Read references/authenticated-browsing.md before using saved sessions, cookies, or
account-specific pages.
Output Contract
See skills/_shared/output-contract.md for the full contract.
- Skill name: BROWSE
- Deliverable bucket:
audits - Mode: conditional. When invoked to analyze, review, audit, or improve existing repo content, emit the full contract -- boxed inline header, body summary inline plus per-finding detail in the deliverable file, boxed conclusion, conclusion table -- and write the deliverable to
docs/local/audits/browse/<YYYY-MM-DD>-<slug>.md. When invoked to answer a question, teach a concept, build a new artifact, or generate content, respond freely without the contract. - Severity scale:
P0 | P1 | P2 | P3 | info(see shared contract; only used in audit/review mode).
Related Skills
- testing - E2E test automation with Playwright. This skill handles ad-hoc browsing and data extraction; testing handles structured test suites and assertions.
- mcp - MCP server development. This skill uses MCP browsing tools; mcp helps build them.
- networking - Network infrastructure. This skill browses over the network; networking configures it.
- ai-ml - RAG pipelines and web data collection. When scraping content specifically for embeddings or training data, ai-ml covers the pipeline; this skill covers the extraction.
AI Self-Check
Before returning any browsing result, verify:
- Used the cheapest tool available for the task - no Playwright when WebFetch would have worked
- Did not dump full HTML into context when markdown or structured data was sufficient
- Waited for dynamic content before extracting from SPAs (
networkidleor--wait-selector) - Stripped boilerplate (nav, ads, footers) before returning content to the user
- Scoped extraction to the relevant section, not the whole page
- Did not hardcode credentials - used env vars, secret manager, or user prompt
- Cleared or isolated cookies/storage between unrelated accounts or tenants
- Used semantic roles before CSS selectors for interaction targets
- Used screenshots only when visual layout or rendered state mattered
- Recorded URL and access date for facts likely to change
- Did not automate destructive account actions unless the user named the exact action and target
- Re-extracted page state after any click or form submission before making decisions
- Escalated to the next tool tier on failure rather than retrying the same tool
- Current source checked: dated versions, CLI flags, API names, and support windows are verified against primary docs before repeating them
- Hidden state identified: local config, credentials, caches, contexts, branches, cluster targets, or previous runs are made explicit before acting
- Verification is real: final checks exercise the actual runtime, parser, service, or integration point instead of only linting prose or happy paths
- Robots and terms considered: scraping or automation respects access rules, auth boundaries, and rate limits
- Dynamic content verified: browser-rendered pages are checked with the real tool when static HTML may be incomplete
Rules
- Cheapest tool first.

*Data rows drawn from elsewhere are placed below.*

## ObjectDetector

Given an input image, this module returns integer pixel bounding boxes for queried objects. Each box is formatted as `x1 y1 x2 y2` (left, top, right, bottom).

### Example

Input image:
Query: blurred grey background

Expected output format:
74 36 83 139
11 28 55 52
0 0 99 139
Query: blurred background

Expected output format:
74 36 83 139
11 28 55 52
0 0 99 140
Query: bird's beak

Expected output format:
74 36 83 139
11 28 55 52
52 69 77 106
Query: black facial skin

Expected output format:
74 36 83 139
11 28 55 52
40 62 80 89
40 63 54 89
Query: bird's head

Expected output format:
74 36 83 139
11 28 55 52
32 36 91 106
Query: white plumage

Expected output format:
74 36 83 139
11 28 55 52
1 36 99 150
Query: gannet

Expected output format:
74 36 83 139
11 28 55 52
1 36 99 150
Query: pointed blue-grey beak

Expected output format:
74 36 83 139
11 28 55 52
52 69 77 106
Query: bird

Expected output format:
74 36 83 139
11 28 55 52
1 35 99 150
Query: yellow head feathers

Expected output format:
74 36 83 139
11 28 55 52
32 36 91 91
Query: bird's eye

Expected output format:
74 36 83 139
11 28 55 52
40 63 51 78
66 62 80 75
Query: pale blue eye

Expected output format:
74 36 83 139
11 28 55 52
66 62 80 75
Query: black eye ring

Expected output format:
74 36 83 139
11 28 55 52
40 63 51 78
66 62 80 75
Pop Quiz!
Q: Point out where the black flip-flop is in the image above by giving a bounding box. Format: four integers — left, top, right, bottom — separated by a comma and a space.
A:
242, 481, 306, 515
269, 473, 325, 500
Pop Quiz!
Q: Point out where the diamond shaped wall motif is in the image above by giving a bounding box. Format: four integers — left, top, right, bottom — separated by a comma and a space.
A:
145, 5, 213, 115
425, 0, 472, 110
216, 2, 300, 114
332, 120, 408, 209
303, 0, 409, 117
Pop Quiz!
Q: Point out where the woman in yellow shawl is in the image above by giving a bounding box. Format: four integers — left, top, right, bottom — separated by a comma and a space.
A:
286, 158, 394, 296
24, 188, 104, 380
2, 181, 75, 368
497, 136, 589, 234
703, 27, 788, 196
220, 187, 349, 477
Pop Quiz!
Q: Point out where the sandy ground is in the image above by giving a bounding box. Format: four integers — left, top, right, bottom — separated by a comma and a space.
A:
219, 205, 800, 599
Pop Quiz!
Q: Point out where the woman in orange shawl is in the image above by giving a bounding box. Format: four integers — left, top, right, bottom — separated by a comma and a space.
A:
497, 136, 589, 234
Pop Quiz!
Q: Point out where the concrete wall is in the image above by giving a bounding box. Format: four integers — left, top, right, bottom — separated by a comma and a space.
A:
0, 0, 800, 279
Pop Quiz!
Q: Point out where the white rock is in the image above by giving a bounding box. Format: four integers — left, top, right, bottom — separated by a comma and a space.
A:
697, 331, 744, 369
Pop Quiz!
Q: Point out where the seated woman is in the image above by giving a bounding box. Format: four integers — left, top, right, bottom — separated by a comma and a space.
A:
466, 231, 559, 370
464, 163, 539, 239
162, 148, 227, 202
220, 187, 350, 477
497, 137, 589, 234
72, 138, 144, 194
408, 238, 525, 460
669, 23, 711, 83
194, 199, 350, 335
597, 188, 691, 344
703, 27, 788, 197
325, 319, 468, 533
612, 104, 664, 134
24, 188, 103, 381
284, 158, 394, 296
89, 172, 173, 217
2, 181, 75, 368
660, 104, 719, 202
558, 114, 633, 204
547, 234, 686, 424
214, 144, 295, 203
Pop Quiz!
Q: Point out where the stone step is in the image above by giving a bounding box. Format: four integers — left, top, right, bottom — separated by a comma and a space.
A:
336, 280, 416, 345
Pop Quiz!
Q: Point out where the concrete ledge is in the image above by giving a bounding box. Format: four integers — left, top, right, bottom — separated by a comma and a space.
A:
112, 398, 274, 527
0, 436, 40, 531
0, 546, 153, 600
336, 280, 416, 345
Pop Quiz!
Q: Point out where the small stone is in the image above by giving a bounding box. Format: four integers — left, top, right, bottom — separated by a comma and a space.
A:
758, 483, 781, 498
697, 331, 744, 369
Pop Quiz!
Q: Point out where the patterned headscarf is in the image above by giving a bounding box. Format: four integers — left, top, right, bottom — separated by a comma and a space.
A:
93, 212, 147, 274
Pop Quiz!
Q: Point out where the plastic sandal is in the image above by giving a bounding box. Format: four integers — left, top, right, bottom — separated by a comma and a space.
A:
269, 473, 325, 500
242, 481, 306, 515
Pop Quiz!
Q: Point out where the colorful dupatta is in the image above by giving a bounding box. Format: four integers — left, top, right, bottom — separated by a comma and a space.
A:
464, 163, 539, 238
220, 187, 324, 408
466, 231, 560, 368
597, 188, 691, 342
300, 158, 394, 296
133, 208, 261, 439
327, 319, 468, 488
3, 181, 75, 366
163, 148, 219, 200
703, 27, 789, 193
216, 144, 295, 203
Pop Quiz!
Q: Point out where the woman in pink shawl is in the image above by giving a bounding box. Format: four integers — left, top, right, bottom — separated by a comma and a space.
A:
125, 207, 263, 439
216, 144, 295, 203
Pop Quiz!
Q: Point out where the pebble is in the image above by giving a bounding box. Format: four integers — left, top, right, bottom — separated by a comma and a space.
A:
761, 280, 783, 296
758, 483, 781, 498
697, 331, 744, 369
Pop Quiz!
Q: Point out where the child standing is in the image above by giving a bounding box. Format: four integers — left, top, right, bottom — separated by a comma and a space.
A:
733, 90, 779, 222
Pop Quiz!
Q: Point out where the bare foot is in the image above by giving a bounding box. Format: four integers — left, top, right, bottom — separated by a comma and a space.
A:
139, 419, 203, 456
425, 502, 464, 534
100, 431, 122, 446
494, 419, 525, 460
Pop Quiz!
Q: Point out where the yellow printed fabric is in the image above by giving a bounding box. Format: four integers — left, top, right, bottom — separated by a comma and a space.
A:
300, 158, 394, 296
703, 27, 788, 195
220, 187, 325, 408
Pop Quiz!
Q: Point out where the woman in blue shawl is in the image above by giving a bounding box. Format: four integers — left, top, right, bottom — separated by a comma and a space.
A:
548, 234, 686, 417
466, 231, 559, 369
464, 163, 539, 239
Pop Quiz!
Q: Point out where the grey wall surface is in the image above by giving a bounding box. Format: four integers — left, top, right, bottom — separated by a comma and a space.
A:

Always try the lowest-token option before escalating. WebFetch before Lightpanda, Lightpanda before Playwright, markdown before full HTML.
- Never dump full HTML into context unless no other format works. Full HTML is 10-100x more expensive than markdown or semantic tree for the same information.
- Strip before extracting. Use
--strip-mode fullwith Lightpanda CLI. Prefer semantic tree or markdown over raw HTML with MCP tools. - Wait for dynamic content. Don't extract from a half-loaded SPA. Use networkidle, selector waits, or script waits.
- No hardcoded credentials. Auth flows must use environment variables, secret managers, or user prompts.
- Re-extract after interaction. Page state changes after clicks and form submissions. Always get a fresh view before making decisions based on page content.
- Semantic selectors first. Use roles, accessible names, labels, and stable text before brittle CSS selectors.
- Screenshots are for visuals. Take screenshots only when layout, rendered state, or visual evidence matters.
- Respect robots.txt and rate limits. Use
--obey-robotswith Lightpanda when scraping. Add a 1-2 second delay between requests when batch-fetching multiple pages from the same domain. Don't hammer sites with rapid sequential requests.